SQL Server dynamically sum rows based on other rows - sql

Here's the situation: I need a way to total sales of a certain class of item every month. Easy enough, right?
Except sometimes, the item will be suppressed (with 0 price) and a special item will be put on the order with the price. I solved this by looking for suppressed lines and using LAG to pull the price from the special item on the line below it:
CASE
WHEN olu.supress_print = 'Y'
THEN LAG(shrv.sales_price_home, 1, 0) OVER (ORDER BY shrv.order_no, pvol.line_seq_no DESC)

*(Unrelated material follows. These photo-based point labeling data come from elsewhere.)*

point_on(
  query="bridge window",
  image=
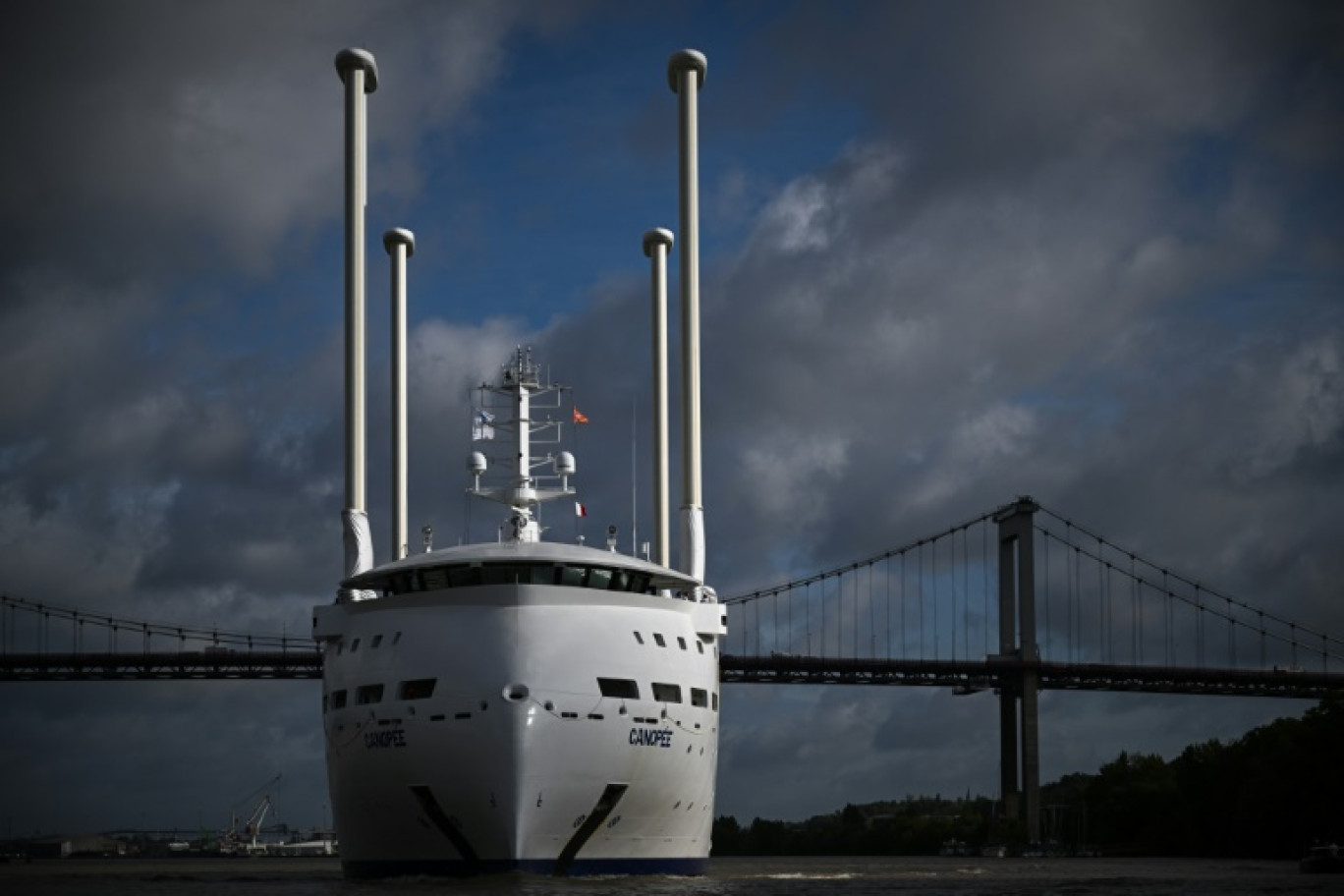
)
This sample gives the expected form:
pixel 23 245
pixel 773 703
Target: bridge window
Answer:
pixel 624 688
pixel 416 690
pixel 466 575
pixel 667 694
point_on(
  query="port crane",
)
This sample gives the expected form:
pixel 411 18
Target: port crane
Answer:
pixel 245 841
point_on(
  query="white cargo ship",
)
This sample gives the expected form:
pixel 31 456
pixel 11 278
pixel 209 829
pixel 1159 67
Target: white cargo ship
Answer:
pixel 519 704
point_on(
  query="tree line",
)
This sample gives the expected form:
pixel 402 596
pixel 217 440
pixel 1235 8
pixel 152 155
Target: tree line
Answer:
pixel 1266 794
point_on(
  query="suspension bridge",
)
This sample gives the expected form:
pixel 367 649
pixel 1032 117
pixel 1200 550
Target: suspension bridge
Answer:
pixel 1014 600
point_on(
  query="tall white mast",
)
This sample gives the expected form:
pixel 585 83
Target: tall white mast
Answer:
pixel 657 244
pixel 686 77
pixel 401 245
pixel 359 73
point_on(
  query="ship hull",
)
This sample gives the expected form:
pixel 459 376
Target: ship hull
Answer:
pixel 477 730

ELSE shrv.sales_price_home
END AS total_sales
However, I recently discovered that sometimes they will split the suppressed item into multiple "special" lines. I'm trying to dynamically sum rows of certain trigger items until the row below the trigger item contains a non-special item. I'll illustrate with a table:
item_id
qty_ordered
tot_price
line_seq
suppress_print
A
10
150
1
N
B
10
0
2
Y
SPECIAL
4
140
3
N
SPECIAL
6
90
4
N
SPECIAL
8
70
8
N
SPECIAL
6
80
9
N
So in this example, I'd like the prices for lines 2, 3, and 4 summed and rolled into one line. I really only need the total price and ideally to be able to preserve item id "B".
I'm trying to think of a way to solve this using exclusively SQL. I know I could write a script to do it, but I'd like to limit this to just SQL if possible.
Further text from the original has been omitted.